Ao opor tempo histórico e tempo lógico, autor da biografia e autor do sistema, o não filosófico e o filosófico, V. Goldschmidt reporta-nos a uma dimensão estritamente estrutural, como se o tempo encerrado em uma obra fosse essencialmente lógico, ou seja, como se ele dependesse exclusivamente do seu desdobramento conceitual.4 4 É preciso se ponderar o fato — neste momento que é de crítica e reavaliação das conquistas de um método-chave de leitura — de que a tradição filosófica francesa tem clara noção dos limites do estruturalismo, reconhecendo que seu emprego pode vir a ser frutífero ou não em vista dos objetos com que ele se depara. No Prefácio ao estudo introdutório da tradução do texto "Que é orientar-se no pensamento?", de Kant, que A. Philonenko preparou para a Vrin, F. Alquié observa: "M. Philonenko, sabendo que o texto de Kant apenas podia ser compreendido quando exatamente recolocado em seu contexto histórico, reconstituiu esse contexto com a maior precisão" (2001, p. 10). O próprio Philonenko confirma esse procedimento, defendendo-o em face de um comentário linear do texto de Kant, que poderia não apresentar maiores ganhos do que uma paráfrase. Em vista dos temas e polêmicas que recortam esse texto, esclarece: "[...] nós decidimos escolher por quadro geral de nossas análises a 'marcha das coisas', porque ela nos permitirá — ao menos nós o esperamos — integrar em um todo orgânico a multidão de elementos do texto kantiano, sem, no entanto, apresentar uma simples reprodução deste" (2001, p. 32). Com "a marcha das coisas", A. Philonenko reporta-se ao histórico das contraposições que deram origem à polêmica. De qualquer modo, trata-se de uma discussão no âmbito do método estrutural, na medida em que o objeto de disputa continua a ser o modo de ler e esclarecer as dificuldades de um texto filosófico.
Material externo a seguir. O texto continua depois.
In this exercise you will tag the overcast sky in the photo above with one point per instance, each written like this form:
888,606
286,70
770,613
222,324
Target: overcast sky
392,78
Haveria como a filosofia de Kant atender às exigências propostas por V. Goldschmidt?5 5 A relevância desta questão pode ser medida pelo testemunho do próprio O. Porchat, quando, em relação a este texto, pondera: "Consideramos essa comunicação, juntamente com o artigo de Martial Guéroult sobre 'Le problème de la légitimité de l'histoire de la philosophie' [...], como os dois momentos mais altos da metodologia científica em história da filosofia" (1963, p. 6). O. Porchat considera que este método permite alcançar uma real objetividade, "[...] que consiste na reconstituição explícita do movimento do pensamento do autor, refazendo seus mesmos caminhos de argumentação e descoberta, segundo seus diversos níveis, respeitando todas as suas articulações estruturais, reescrevendo, por assim dizer, segundo a ordem das razões, a sua obra, sem nada ajuntar, entretanto, que o filósofo não pudesse e devesse assumir explicitamente como seu" (1963, p. 7). O texto de O. Porchat consegue ser, a um só tempo, sucinto e emblemático, retratando não os principais passos, mas o próprio modo de mover-se do método estrutural de leitura. Que o autor tenha posteriormente mudado radicalmente de postura e tenha publicamente se posicionado contra o método estruturalista, trata-se de assunto para outra reflexão. Na abertura dos Prolegômenos, Kant afirma:

Há eruditos para quem a História da Filosofia (tanto a antiga quanto a nova) é sua própria filosofia, os presentes prolegômenos não são escritos em vista deles. Eles precisam esperar até que aqueles que se esforçaram por haurir das fontes da própria razão (aus den Quellen der Vernunft) tenham concluído sua tarefa, e então será a sua vez de dar ao mundo notícia do acontecido. (1983b, 5:A 3 — grifo nosso)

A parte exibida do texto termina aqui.